In their respective rulings in the tariff case, both the U.S. Court of International Trade and the U.S. Court of Appeals for the Federal District have leaned on the "major questions" doctrine. Under that legal theory, the executive branch can only exercise powers that Congress has explicitly granted. The U.S. Supreme Court invoked that doctrine in other recent high-profile cases, including the 2023 ruling that struck down then-President Joe Biden's student loan forgiveness scheme.

There is no doubt that Congress has, in fact, granted huge tariff powers to the executive branch. But the narrow question before the Supreme Court is whether the law Trump has invoked to impose these tariffs—the International Emergency Economic Powers Act (IEEPA)—grants such broad authority. The law does not contain the word "tariff" and has never been used to impose tariffs before now.

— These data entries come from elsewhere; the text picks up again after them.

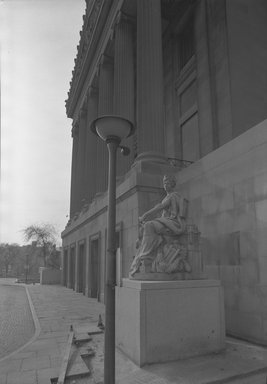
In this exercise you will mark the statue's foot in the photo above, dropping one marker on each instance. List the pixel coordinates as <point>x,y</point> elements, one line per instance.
<point>187,267</point>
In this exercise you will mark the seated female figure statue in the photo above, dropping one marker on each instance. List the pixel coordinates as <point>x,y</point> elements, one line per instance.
<point>171,222</point>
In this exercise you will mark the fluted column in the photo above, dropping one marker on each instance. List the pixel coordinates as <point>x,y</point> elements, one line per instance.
<point>105,107</point>
<point>73,191</point>
<point>124,82</point>
<point>149,77</point>
<point>91,146</point>
<point>81,159</point>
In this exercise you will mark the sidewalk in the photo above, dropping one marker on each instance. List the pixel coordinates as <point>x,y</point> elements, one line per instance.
<point>55,308</point>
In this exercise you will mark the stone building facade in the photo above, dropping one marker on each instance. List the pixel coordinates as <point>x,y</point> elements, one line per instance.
<point>191,75</point>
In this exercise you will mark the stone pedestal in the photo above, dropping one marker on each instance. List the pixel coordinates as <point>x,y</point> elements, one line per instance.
<point>159,321</point>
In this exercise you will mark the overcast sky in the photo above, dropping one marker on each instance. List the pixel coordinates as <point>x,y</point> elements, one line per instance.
<point>39,41</point>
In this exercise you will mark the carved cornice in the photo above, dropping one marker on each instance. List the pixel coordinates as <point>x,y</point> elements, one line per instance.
<point>89,22</point>
<point>121,17</point>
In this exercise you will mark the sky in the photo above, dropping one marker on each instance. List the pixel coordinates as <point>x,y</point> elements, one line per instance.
<point>39,41</point>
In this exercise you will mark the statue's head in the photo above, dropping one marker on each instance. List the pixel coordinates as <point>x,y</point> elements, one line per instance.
<point>169,182</point>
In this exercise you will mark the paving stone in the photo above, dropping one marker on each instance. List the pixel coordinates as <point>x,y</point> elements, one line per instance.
<point>3,378</point>
<point>46,374</point>
<point>35,363</point>
<point>10,365</point>
<point>16,323</point>
<point>28,377</point>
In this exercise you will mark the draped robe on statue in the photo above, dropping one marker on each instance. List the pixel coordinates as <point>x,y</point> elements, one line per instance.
<point>172,222</point>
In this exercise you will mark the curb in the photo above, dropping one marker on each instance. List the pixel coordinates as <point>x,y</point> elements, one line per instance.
<point>36,325</point>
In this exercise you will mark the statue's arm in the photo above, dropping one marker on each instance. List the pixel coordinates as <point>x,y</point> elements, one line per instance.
<point>157,208</point>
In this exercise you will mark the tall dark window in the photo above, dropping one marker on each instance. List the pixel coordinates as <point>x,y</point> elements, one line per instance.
<point>186,42</point>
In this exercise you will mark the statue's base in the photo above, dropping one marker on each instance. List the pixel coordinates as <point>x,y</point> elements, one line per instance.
<point>159,321</point>
<point>159,276</point>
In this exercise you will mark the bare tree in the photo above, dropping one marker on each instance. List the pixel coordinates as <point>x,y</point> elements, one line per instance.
<point>8,253</point>
<point>44,235</point>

In its 7–4 ruling against the tariffs last month, the federal appeals court noted that "it seems unlikely that Congress intended, in enacting IEEPA, to depart from its past practice and grant the President unlimited authority to impose tariffs."

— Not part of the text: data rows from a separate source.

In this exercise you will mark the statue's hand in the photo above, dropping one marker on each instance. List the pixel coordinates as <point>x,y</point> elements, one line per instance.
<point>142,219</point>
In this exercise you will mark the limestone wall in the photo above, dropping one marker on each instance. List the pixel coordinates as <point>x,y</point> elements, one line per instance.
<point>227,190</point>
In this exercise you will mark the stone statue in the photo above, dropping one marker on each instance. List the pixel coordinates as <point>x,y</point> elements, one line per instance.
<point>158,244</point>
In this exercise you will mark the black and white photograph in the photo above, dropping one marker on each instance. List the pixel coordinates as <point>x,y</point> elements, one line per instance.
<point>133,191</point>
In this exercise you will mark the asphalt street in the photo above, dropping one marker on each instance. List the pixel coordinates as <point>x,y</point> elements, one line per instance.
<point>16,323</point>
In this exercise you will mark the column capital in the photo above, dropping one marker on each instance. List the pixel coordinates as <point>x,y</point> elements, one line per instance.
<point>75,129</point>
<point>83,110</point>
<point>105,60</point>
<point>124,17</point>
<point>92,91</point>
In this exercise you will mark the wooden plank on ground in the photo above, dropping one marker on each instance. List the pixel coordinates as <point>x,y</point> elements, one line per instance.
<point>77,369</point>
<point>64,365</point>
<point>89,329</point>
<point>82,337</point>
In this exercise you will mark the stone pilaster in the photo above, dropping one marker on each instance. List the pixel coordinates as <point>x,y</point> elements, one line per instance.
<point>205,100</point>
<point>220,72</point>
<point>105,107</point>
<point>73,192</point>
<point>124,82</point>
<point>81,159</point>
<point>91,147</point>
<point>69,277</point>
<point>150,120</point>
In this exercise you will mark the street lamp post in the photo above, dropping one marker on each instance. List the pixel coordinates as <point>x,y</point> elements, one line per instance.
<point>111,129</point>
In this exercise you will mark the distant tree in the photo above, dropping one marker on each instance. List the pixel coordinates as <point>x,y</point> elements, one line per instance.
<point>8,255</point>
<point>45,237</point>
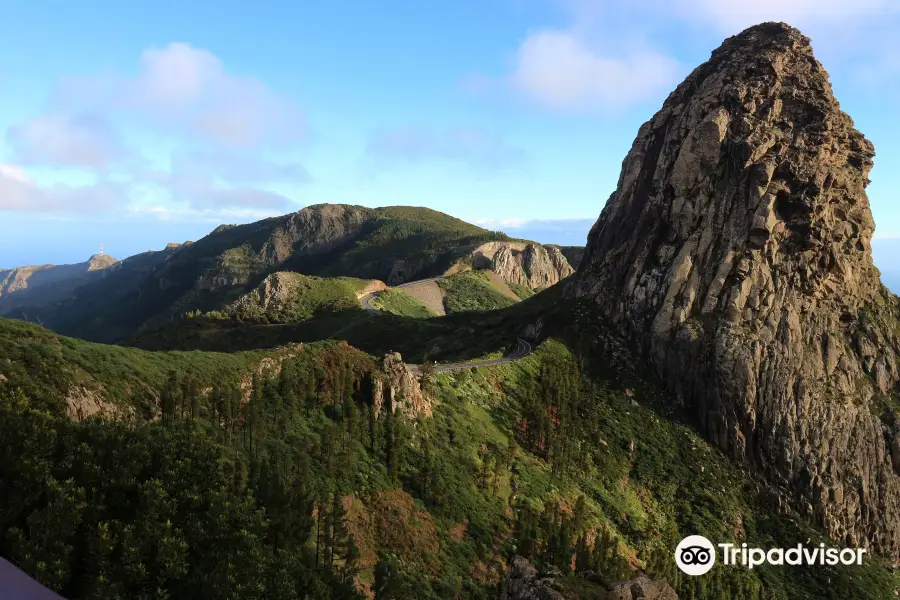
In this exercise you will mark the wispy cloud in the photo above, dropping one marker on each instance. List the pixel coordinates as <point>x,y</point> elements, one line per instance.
<point>473,146</point>
<point>189,90</point>
<point>560,70</point>
<point>20,194</point>
<point>226,136</point>
<point>82,140</point>
<point>730,16</point>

Furthermore, the appeals court said that if Congress intended to give the president such broad tariff powers, it would have done "so explicitly, either by using unequivocal terms like tariff and duty, or via an overall structure which makes clear that Congress is referring to tariffs."

When it ruled in May, the Court of International Trade also nodded to the major questions doctrine when it concluded that "any interpretation of IEEPA that delegates unlimited tariff authority is unconstitutional."

It's clear that this doctrine is central to the Supreme Court's review of this case, because the administration's brief to the court spends several pages discussing how that doctrine intersects with the lower courts' rulings. "In short, IEEPA is all about major questions," the administration argues, "and the more natural presumption is that Congress intends broad language conferring emergency powers to be construed broadly, not narrowly."

But if that's true, IEEPA could be read to allow the president to do literally anything in response to any declared "emergency," no matter how much of a threat it actually poses—and by declaring trade deficits to be an emergency, Trump has already stretched the meaning of the word to new limits.

The situation is not much different than when the Biden administration claimed the power to forgive all student loans because Congress had once passed a law allowing limited student loan forgiveness for 9/11 first responders. The Supreme Court, in that case, leaned on the major questions doctrine in ruling that executive power should be construed narrowly, not broadly.

It should do the same here. Rather than tying itself into knots to affirm nearly unlimited executive powers over commerce, the Supreme Court should tell the Trump administration to get permission from Congress before imposing new tariffs.